No campo da crítica literária e dos Estudos Culturais os exponentes são Homi Bhabha com O Local da Cultura (1994), Stuart Hall com Da Diáspora (2003) e Paul Gilroy com O Atlântico Negro (1993).

A América Latina está inserida no debate pós-colonial a partir de 1998 com o Manifesto inaugural del Grupo Latinoamericano de Estudios Subalternos sob a coordenação de Eduardo Mendieta e Santiago Castro-Goméz, juntamente com a coletânea Teorias sin disciplina: latinoamericanismo, poscolonialidad y globalización em debate (BALLESTRIN, 2013, p. 95).

A voz mais radical do grupo de estudos subalternos na América Latina tem sido Walter Mignolo, que, segundo a leitura de Castro-Goméz apud (BALLESTRIN, 2013, p. 95):

Walter Mignolo aproveita também alguns elementos das teorias pós-coloniais para realizar uma crítica dos legados coloniais na América Latina. Mas, à diferença de Ileana Rodríguez e de outros membros do Grupo de Estudos Subalternos, Mignolo pensa que as teses de Ranajit Guha, Gayatri Spivak, Homi Bhabha e outros teóricos indianos não deveriam ser simplesmente assumidas e traduzidas para uma análise do caso latino-americano. Ecoando críticas anteriores de Vidal e Klor de Alva, Mignolo afirma que as teorias pós-coloniais têm seu lócus de enunciação nas heranças coloniais do império britânico e que é preciso, por isso, buscar uma categorização crítica do ocidentalismo que tenha seu lócus na América Latina.

Mignolo critica o imperialismo dos estudos culturais e subalternos que não realizaram uma ruptura adequada com autores eurocêntricos (BALLESTRIN, 2013, p. 95) e exige um olhar próprio da América Latina.
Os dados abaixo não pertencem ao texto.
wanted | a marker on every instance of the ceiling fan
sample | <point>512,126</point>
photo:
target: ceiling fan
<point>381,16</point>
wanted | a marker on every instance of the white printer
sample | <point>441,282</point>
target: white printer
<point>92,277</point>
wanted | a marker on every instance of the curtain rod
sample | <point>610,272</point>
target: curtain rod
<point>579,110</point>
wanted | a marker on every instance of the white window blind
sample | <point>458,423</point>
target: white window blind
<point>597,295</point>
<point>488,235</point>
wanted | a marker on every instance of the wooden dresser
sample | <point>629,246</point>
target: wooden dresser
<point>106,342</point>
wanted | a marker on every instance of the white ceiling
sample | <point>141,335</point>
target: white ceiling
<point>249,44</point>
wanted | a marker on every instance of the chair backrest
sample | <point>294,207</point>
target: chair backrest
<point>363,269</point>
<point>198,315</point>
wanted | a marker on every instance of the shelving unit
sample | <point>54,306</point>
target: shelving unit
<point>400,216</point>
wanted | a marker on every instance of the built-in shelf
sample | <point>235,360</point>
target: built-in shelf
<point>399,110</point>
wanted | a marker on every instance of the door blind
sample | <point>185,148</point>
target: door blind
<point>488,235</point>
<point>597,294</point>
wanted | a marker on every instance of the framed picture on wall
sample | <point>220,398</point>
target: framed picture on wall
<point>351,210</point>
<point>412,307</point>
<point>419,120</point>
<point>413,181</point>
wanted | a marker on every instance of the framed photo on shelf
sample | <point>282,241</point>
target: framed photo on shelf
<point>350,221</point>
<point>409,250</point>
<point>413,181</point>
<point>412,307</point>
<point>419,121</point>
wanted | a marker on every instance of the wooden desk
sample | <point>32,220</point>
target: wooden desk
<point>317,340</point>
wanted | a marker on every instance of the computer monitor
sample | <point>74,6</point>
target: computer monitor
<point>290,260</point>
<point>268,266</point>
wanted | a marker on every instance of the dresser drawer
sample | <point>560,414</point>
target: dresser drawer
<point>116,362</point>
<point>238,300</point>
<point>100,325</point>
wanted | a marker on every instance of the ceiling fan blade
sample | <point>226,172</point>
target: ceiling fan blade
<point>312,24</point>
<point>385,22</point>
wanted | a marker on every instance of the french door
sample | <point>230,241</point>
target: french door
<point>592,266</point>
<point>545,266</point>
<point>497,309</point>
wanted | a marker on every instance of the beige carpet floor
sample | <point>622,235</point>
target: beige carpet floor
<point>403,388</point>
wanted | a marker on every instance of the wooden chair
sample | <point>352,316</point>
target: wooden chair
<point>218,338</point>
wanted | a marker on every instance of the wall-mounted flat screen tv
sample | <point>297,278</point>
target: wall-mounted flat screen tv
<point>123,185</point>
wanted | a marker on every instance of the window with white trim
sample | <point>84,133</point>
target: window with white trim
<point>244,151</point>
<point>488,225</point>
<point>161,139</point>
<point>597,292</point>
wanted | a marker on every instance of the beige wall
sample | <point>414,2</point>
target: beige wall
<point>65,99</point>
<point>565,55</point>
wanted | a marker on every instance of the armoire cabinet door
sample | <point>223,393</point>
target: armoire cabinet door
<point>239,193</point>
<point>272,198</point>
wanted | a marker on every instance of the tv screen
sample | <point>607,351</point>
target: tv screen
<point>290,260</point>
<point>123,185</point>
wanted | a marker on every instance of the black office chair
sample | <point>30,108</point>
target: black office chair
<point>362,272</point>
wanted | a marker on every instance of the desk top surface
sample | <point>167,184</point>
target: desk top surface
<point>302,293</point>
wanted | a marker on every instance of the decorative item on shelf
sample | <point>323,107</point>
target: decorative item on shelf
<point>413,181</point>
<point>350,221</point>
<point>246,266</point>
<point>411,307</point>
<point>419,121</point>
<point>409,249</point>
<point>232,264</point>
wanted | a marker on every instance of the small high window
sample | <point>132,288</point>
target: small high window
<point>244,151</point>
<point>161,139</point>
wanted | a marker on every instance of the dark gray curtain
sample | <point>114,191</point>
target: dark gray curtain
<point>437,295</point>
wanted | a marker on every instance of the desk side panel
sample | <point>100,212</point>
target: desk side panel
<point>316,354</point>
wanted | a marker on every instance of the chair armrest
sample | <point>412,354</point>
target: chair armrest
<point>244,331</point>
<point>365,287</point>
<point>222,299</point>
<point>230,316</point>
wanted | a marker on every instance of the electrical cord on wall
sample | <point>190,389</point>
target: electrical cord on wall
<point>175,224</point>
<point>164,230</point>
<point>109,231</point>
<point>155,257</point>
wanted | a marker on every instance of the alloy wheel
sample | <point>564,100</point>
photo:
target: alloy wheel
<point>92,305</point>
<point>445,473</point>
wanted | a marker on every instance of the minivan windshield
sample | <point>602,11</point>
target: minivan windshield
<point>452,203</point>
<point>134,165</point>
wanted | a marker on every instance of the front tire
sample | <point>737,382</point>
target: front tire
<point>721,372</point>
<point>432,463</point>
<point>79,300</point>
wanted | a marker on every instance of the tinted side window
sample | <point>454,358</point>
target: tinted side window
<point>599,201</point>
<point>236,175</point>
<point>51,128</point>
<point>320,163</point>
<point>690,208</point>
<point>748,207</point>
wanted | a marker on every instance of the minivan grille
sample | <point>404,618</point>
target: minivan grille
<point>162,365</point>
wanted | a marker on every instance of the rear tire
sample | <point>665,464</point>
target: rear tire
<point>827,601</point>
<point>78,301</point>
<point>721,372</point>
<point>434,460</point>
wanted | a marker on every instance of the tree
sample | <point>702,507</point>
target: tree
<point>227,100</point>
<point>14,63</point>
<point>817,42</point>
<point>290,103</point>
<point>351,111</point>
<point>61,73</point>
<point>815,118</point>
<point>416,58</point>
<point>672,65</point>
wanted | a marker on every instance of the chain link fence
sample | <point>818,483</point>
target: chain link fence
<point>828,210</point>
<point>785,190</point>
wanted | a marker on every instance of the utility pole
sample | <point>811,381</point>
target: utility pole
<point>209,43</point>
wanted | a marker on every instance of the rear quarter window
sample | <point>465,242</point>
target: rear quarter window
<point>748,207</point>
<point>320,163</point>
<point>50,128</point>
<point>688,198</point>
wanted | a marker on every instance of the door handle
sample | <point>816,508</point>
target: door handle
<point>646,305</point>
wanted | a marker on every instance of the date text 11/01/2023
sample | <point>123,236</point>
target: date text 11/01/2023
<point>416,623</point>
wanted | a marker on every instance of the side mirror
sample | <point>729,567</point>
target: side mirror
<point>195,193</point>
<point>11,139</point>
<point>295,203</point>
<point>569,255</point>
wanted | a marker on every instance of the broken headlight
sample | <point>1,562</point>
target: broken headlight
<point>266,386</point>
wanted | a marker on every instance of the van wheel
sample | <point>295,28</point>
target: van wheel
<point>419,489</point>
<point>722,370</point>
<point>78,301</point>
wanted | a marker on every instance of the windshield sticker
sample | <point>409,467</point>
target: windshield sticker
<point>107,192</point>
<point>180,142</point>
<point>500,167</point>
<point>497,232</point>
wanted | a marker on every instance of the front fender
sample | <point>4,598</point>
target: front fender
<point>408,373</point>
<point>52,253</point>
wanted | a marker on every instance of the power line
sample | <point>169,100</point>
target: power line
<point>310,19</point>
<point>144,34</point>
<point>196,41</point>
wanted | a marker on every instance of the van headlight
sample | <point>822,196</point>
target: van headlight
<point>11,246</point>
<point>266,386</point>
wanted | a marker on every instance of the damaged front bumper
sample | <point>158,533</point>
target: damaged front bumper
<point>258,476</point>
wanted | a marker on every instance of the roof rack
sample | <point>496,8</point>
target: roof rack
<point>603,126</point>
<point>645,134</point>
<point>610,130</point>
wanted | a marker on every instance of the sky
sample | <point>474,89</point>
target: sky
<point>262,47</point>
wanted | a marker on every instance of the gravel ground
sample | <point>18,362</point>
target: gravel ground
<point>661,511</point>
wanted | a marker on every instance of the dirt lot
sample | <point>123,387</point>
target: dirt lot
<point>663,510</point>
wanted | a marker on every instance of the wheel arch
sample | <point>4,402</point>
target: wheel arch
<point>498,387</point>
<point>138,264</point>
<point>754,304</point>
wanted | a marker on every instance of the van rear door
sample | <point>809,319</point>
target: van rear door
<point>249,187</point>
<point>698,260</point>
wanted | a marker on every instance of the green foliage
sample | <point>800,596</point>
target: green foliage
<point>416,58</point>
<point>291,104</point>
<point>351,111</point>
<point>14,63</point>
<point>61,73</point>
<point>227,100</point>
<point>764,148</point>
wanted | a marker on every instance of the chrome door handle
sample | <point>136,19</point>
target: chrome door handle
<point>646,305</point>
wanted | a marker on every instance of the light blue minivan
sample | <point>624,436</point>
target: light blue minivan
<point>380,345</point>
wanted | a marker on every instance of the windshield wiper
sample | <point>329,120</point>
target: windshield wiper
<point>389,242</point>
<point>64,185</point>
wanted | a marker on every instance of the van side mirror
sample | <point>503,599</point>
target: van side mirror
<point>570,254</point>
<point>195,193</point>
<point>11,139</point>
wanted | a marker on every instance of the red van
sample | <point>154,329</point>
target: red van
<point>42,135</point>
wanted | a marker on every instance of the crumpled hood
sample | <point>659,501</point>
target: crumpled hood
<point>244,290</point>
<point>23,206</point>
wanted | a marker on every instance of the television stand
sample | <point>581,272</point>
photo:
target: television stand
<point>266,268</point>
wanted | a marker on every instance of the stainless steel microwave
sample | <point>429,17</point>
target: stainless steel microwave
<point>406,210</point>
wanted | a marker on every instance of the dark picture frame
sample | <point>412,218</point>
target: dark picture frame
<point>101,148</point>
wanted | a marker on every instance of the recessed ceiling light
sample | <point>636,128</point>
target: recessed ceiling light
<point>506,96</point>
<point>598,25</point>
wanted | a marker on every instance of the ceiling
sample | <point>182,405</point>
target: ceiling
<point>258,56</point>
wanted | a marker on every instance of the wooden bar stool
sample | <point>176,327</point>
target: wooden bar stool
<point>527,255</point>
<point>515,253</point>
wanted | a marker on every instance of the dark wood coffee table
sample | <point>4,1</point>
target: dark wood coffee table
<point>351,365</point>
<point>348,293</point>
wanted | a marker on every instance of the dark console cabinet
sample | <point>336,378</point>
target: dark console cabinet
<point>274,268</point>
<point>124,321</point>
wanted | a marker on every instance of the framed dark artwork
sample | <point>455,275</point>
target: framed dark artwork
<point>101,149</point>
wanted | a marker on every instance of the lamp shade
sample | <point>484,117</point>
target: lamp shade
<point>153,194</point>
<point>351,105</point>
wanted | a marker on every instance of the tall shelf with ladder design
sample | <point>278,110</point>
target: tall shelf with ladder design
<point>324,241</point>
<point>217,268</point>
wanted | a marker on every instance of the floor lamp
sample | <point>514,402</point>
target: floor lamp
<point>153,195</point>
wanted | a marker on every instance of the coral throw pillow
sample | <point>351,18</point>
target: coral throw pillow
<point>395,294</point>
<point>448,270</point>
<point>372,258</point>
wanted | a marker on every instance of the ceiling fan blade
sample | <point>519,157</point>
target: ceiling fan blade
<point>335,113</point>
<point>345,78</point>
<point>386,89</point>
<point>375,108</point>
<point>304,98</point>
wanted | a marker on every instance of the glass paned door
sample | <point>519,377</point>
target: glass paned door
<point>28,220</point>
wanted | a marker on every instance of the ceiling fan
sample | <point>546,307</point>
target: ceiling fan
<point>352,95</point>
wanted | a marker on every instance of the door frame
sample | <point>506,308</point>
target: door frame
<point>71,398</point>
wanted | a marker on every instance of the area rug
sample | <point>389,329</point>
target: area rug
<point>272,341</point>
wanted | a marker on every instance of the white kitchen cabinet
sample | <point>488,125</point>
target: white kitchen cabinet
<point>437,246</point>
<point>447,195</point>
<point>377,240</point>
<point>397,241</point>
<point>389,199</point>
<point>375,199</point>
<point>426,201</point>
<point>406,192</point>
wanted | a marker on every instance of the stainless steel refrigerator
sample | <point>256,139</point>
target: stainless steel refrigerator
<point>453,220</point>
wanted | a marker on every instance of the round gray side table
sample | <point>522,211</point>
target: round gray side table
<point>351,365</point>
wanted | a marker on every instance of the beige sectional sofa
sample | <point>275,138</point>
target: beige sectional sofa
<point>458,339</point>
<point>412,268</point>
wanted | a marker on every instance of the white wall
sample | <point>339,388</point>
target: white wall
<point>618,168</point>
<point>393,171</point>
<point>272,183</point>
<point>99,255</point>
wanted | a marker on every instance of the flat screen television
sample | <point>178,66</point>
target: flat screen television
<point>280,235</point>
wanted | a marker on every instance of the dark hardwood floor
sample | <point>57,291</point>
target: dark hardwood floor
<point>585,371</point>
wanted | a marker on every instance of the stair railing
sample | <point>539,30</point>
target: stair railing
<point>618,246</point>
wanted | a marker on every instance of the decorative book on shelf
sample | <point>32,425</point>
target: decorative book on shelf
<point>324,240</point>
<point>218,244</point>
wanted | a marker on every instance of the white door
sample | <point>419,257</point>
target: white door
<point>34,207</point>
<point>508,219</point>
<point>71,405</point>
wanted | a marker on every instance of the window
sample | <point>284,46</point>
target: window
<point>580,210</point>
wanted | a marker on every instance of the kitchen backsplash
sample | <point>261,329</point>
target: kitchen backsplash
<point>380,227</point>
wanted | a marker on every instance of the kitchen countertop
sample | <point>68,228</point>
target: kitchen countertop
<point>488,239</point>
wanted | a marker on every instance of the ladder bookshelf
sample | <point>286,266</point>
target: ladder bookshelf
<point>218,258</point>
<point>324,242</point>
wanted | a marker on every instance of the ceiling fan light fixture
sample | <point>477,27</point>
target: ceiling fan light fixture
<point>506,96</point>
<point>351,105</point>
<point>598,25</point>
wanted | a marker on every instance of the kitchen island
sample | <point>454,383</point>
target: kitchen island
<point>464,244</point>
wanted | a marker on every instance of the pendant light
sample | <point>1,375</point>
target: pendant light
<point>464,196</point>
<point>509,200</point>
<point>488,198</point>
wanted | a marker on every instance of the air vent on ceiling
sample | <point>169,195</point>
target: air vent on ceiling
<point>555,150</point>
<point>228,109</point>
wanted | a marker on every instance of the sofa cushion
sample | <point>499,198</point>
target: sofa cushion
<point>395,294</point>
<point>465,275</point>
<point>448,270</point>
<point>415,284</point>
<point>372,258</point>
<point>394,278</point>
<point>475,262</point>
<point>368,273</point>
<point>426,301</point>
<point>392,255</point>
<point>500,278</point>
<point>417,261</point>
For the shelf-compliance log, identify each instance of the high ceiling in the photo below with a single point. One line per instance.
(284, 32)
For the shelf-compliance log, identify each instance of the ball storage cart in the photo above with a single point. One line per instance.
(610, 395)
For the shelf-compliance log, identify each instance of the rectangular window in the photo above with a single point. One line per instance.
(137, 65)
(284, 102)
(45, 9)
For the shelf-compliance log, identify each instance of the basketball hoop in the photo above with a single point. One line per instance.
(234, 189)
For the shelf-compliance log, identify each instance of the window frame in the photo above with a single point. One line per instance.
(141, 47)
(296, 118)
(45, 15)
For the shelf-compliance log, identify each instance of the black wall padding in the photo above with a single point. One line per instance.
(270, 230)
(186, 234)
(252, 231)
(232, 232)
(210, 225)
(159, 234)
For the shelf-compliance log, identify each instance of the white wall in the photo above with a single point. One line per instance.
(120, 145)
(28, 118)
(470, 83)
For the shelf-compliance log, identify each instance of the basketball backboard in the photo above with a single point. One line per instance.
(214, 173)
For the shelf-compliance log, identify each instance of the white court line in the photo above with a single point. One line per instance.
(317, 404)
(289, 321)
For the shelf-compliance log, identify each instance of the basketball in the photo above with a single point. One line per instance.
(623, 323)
Isto porque seria essencial a crítica de que não seria possível aderir um discurso feito em contextos distintos, sendo necessária uma especificidade epistemológica latino-americana.

Constituído no final dos anos 1990, o grupo Modernidade/Colonidade trouxe a perspectiva pós-colonial de maneira mais ampla no debate latino-americano, apoiado pela CLACSO (Consejo Latinoamericano de Ciencias Sociales), o grupo lançou a publicação coletiva La Colonialidad del saber: eurocentrismo y ciências sociales. Particularmente, consideramos esta obra a mais importante para pensarmos Colonialidade na América Latina, pois reúne autores como Enrique Dussel, Anibal Quijano e Walter Mignolo, entre outros. A maior contribuição do grupo Modernidade/Colonidade é evidenciar a tripla dimensão da reprodução da colonialidade: o poder, o saber e o ser.

É importante frisar, portanto, que o debate dito pós-colonial na América Latina também foi estabelecido por uma vertente distinta. Os paradigmas sobre colonialidade na América Latina referem-se, essencialmente, a reflexão acerca do processo colonizador europeu que saqueou e moldou as sociedades que aqui se desenvolviam. Especialmente porque os pensadores latino-americanos concentravam-se na dicotomia Modernidade/Colonialidade. Refletindo acerca das indagações do ranço colonial: o moderno versus o selvagem, a metrópole versus a colônia. Para compreensão deste paradigma, chamado por muitos pensadores latino-americanos de decolonial, citamos Dussel (2005, p.29) sobre a invenção da Modernidade na América Latina e sobre as "periferias" do mundo, que julgamos ser bastante didático para entender a lógica dos estudos pós-coloniais. Dussel trata a Modernidade no sentido imposto pelo colonizador, no sentido de progresso e, ao falar da civilização moderna, refere-se às sociedades pós processos colonizatórios e aos povos europeus, que trouxeram a noção de "civilizado" versus "selvagem" para América Latina e outros povos colonizados.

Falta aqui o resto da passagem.